C’è qualcosa di più onesto, banale e sincero di una villa a schiera? Non credo. Vista una, viste tutte. Giardinetto sul davanti (spesso non più grande di un fazzoletto da naso), giardinetto sul retro (non li vedete, ma sono più piccoli di un fazzoletto da naso), imposte di legno verdi e, qualora vi sia una padrona di casa, qualche fiore appeso ai balconi, solitamente gerani, il più delle volte fucsia o rossi.

Ed ecco quindi, come dicevo, che a un osservatore esterno la casa e la padrona apparivano tranquille, oneste, serenamente ordinarie. Le cose, però, hanno sempre un “di fuori” e un “di dentro”, lo saprete bene, no?

Al numero 74, infatti, le cose dentro erano ben diverse dalle cose fuori. Da una villetta a schiera ci si aspettano compostezza, ordine, quadri dozzinali, centrini in pizzo e odore di cavolo bollito. O almeno è quello che mi sono sempre atteso io, il che non significa che debba per forza di cose essere la verità, me ne rendo ben conto. Tuttavia, una volta conosciuta la padrona di casa, non restai affatto stupito di ciò che trovai una volta che mi chiusi l’uscio alle spalle.

Pareti color tortora, un grosso divano angolare di pelle bianca, e mobili che avevano tutta l’aria di essere antichi. Quando glielo chiesi, fece una sonora risata e mi spiegò che sì, lo erano e, sempre ridendo, mi supplicò (ovviamente celiava) di non rubare nulla spiegandomi che quelli non erano certo frutto delle sue pochissime fatiche, ma lasciti materni e paterni, persone appassionate di oggetti antichi e, sopra a tutto, belli.

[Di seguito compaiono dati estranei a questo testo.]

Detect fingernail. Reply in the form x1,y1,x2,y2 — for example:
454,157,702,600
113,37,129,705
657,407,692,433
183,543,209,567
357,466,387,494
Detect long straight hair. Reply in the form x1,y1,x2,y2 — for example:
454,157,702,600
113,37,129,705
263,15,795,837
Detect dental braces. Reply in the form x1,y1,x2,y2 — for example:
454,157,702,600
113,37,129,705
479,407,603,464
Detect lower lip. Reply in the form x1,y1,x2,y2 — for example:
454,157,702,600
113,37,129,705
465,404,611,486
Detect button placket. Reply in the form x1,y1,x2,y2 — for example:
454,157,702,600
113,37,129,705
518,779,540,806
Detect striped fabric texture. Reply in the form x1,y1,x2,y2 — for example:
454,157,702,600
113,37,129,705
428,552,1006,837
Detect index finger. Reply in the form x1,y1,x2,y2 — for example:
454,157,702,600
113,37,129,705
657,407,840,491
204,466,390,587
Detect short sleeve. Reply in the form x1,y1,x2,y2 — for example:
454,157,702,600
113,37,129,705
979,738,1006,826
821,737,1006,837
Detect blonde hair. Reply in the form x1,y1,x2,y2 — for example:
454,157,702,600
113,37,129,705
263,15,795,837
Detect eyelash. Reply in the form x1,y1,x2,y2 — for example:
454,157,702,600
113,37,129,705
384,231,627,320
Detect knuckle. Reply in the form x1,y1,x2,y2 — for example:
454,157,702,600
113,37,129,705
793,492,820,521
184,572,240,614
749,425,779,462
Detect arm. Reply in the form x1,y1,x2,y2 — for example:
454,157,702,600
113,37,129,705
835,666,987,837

Ad ogni buon conto, nulla mi sembrava fuori posto o fuori luogo; il salotto era un normalissimo salotto comodo e funzionale. Talmente funzionale che non vi si trovavano ninnoli, statuette, centrini, tovagliette, cofanetti, bicchierini, libricini o altre cose di questo tipo. Poiché oramai la conoscevo, supposi che la scelta fosse dettata dal fatto che odiava perdere tempo prezioso spolverando, lavando, lustrando, incerando, ripulendo e aspirando. Il resto della casa era più o meno simile al salotto. La cucina era in legno laccato bianco e marmo nero, le scale in marmo rosa, la camera padronale in stile country chic sui toni del rosa antico e del beige, altre scale in marmo rosa che salivano verso una mansarda ben illuminata quasi totalmente occupata da una grandissima libreria. Ovviamente, mi avvicinai. Potevo forse resistere? Nonostante avessi avuto modo di conoscere la donna che mi stava facendo strada in casa sua, conoscere i suoi gusti letterari era un’occasione troppo ghiotta, e non me la feci scappare. Feci un cenno come per chiedere il permesso e, dopo aver ricevuto un sorriso d’incoraggiamento, mi avvicinai a questa grande libreria in legno scurissimo che riempiva tutta la parete principale.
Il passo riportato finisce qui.